Ayer por fin anunciaron que viene Elsa, es huracán Categoría 3 y se espera que al tocar tierra aumente a 4. Llega mañana por la noche, pero tenemos que venir igual, por la tarde, a dejar todo guardado y atado para evitar daños mayores. No entiendo por qué: podríamos dejar todo listo hoy y mañana comenzar a beber desde temprano, encerrados en nuestras casas, esperando el desmadre, la inundación o la muerte. Protesto en complicidad con mi ex yo anarcofresapunk y quiero incluir en mi queja sindical al salvavidas, pero al darme vuelta para mirarlo, lo veo reír con Sarita mientras arrastran las mesas y me doy cuenta de que ya todo está perdido. Le digo a Lucino que voy al baño y, en cambio, tomo el camino hacia la salida.

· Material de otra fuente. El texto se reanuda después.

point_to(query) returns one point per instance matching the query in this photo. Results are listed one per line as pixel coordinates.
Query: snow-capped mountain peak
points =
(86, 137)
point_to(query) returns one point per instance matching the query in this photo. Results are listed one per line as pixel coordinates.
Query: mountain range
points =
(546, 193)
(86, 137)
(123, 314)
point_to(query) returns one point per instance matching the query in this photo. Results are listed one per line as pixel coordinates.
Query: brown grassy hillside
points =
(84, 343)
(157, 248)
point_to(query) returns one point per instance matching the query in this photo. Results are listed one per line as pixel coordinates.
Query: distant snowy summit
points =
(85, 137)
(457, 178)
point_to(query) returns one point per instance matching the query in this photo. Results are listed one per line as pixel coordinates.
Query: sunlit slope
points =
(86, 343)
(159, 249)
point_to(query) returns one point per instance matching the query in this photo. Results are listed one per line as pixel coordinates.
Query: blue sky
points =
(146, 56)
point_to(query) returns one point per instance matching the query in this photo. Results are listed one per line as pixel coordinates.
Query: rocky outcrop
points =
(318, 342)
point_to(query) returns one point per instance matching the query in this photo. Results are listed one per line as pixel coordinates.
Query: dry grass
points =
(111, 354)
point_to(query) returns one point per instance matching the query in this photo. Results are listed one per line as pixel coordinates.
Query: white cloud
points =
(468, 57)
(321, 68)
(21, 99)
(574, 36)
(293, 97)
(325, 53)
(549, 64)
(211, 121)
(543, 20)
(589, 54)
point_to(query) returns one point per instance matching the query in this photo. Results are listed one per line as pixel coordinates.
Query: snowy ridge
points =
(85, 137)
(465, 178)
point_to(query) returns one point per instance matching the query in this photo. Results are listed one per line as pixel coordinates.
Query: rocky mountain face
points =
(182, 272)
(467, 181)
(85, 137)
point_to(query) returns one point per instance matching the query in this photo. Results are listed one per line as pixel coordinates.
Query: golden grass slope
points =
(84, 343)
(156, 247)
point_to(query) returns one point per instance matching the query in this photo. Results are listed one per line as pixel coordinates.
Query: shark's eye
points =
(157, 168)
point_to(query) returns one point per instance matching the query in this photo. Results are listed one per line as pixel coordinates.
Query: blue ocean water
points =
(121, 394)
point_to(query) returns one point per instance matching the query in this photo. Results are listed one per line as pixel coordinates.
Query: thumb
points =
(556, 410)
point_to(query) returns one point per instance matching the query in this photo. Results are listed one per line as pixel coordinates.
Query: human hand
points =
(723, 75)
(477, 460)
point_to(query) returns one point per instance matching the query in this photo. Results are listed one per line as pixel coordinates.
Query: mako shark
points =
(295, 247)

El de seguridad me ve llegar a su puesto desde lejos, me mira con ganas, con su falo a pila en mano y su cara que expresa «de aquí soy». Luego de pasar el molinete y marcar mi salida con la huella digital, apoyo mi bolso en la mesita y abro los brazos. En la pizarra de la entrada leo: No hablar negativamente de la empresa ni dentro ni fuera. Veo cómo la luz del atardecer ilumina la calle del otro lado de la puerta. Pipipí pipipí pipipí suena el detector. El guardia me mira con sorpresa: jamás le pasó algo así, no sabe qué hacer, no sabe qué decir, no lo adoctrinaron tanto. Me pregunta qué tengo en los bolsillos. Le digo que nada. Insiste: que si tengo llaves, que si el teléfono, que si, que que, si tengo ehm, si tengo, pero, ehm, ehm… Quédese aquí, no se mueva. Llama por radio a su supervisor y pide que una colaboradora se apersone para requisarme. Literal, güey: se apersone. El tenedor me pincha la entrepierna. El tipo me ordena que me aparte y que espere a un costado a que llegue la compañera. Camino despacio, siento los dientes que a cada paso se clavan un poquito más en mi ingle; esto también es Amor, me digo. Ya se te pasará, Fátima.